Daha akıllı yönetimler ise, bırakın var olan sıkıntıları ortadan kaldırma çabasını, ileride başa dert olabilecek potansiyel sıkıntıları bile, o noktaya varmadan devre dışı bırakmanın çarelerini ararlar…

Güçsüz hükümetler.. güçlü hükümet..

Türkiye’nin başı en fazla güçsüz hükümetlere sahip olduğumuz dönemlerde ağrıdı. İkili (ANAYOL ve Refahyol) ve üçlü (DSP, ANAP ve MHP) birbirine benzemez partilerin ülkeyi ortak yönettiği dönemlerde…

Hep güçlü bir tek parti iktidarı özlemiyle..

Reklam

O özlemin sebebi, herbiri siyasal çıkarları ve ideolojik eğilimleri sebebiyle ülkeyi başka yönlere çekmeye çalışabilecek partilerin, o kargaşada, bir türlü istikrarı sağlayamamalarıydı.

Bugün bile o yılları kayıp yıllar sayıyorsak bundandır.

Güçlü tek bir parti, alternatiflerinin yanına yaklaşamayacağı türden kritik kararları daha kolay alabiliyor.

1980 sonrasının koalisyonlara mahkum günleri sebebiyle, ‘güçlü tek parti’ iktidarlarının sorun çözebilme özelliğini unutmuş olanlarımız bile, 2002 sonrasında, bunu yaşayarak öğrenmiş oldu.
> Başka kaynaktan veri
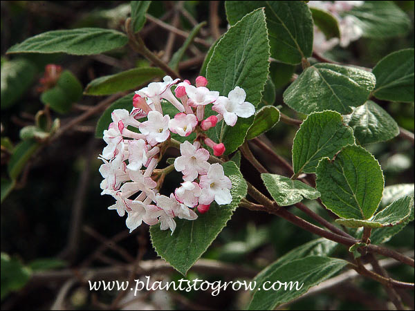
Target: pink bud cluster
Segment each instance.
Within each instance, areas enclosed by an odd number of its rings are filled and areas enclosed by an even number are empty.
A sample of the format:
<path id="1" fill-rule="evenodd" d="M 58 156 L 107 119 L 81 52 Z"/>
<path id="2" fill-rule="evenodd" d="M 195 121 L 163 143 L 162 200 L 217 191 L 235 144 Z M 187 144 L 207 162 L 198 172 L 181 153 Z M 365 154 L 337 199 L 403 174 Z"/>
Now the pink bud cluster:
<path id="1" fill-rule="evenodd" d="M 238 86 L 224 97 L 209 90 L 203 77 L 196 79 L 196 86 L 188 80 L 179 81 L 166 76 L 163 82 L 150 83 L 136 91 L 131 111 L 114 110 L 113 122 L 104 131 L 107 144 L 100 156 L 104 162 L 100 168 L 104 178 L 102 194 L 116 199 L 109 209 L 116 209 L 120 216 L 127 211 L 130 232 L 144 222 L 149 225 L 160 223 L 161 229 L 170 229 L 173 234 L 174 218 L 193 220 L 198 217 L 194 209 L 203 214 L 214 200 L 218 205 L 232 202 L 230 180 L 220 164 L 208 162 L 210 154 L 201 142 L 216 156 L 223 154 L 225 146 L 208 138 L 203 131 L 222 120 L 233 126 L 238 117 L 252 115 L 255 107 L 245 102 L 245 91 Z M 165 102 L 179 111 L 172 119 L 163 114 L 162 102 Z M 204 119 L 205 106 L 210 104 L 218 113 Z M 187 137 L 194 132 L 197 133 L 195 141 L 181 144 L 181 155 L 174 160 L 174 168 L 182 173 L 183 182 L 169 196 L 160 194 L 163 171 L 156 167 L 164 147 L 169 146 L 171 133 Z"/>
<path id="2" fill-rule="evenodd" d="M 324 34 L 316 26 L 314 28 L 313 50 L 319 53 L 324 53 L 331 50 L 339 44 L 345 48 L 351 42 L 358 40 L 363 35 L 363 30 L 356 23 L 356 19 L 351 15 L 344 15 L 354 7 L 361 6 L 362 1 L 311 1 L 308 6 L 320 10 L 330 12 L 338 21 L 340 30 L 340 38 L 327 39 Z"/>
Öğrendik, ama galiba şimdilerde yeniden unutmaya da yüz tuttuk…

Sebebi de belli: 15 Temmuz uğursuz darbe girişimi…

15 Temmuz kimyaları bozdu

Darbe girişimi, hepimizi belli kabullerimiz üzerinde yeniden düşünmeye sevk ederken, ülkenin ve ülkeyi yönetenlerin kimyasını bayağı bozdu.

Demokrasinin sorun çözme konusunda bazı zorlukları olduğu bilinir; denge ve denetleme mekanizmaları sebebiyle, hükümetler, kendilerini daha titiz olma yükümlülüğü altında hissederler.

Kestirme çözümler bulunamaz, kararlar kolayca alınamaz…

O halde?

Kestirme yollara başvurmayı düşünenler o durumda çıkabilir.

Günümüzün kestirme formulü de ‘sistem değişikliği’ gibi görünüyor…

Yetkilerin fazla dağınık olmadığı, birbirine benzeşen kişilerin kadrolaşıp devlet yönetiminde yer almasına imkân sağlayan, tıkanıklıkları aşmada hakeme başvurmayı, hakemin de seçimle gelmiş ve bütün sistemin anahtarını elinde tutan tek kişi olmasını getiren yeni bir sistem…

Belli ki, böyle bir sistemimiz olunca, pek çok sorunumuzun daha kolay üstesinden gelinebileceği gibi, PKK terörüyle de daha kolay başa çıkabileceğimiz düşünülüyor.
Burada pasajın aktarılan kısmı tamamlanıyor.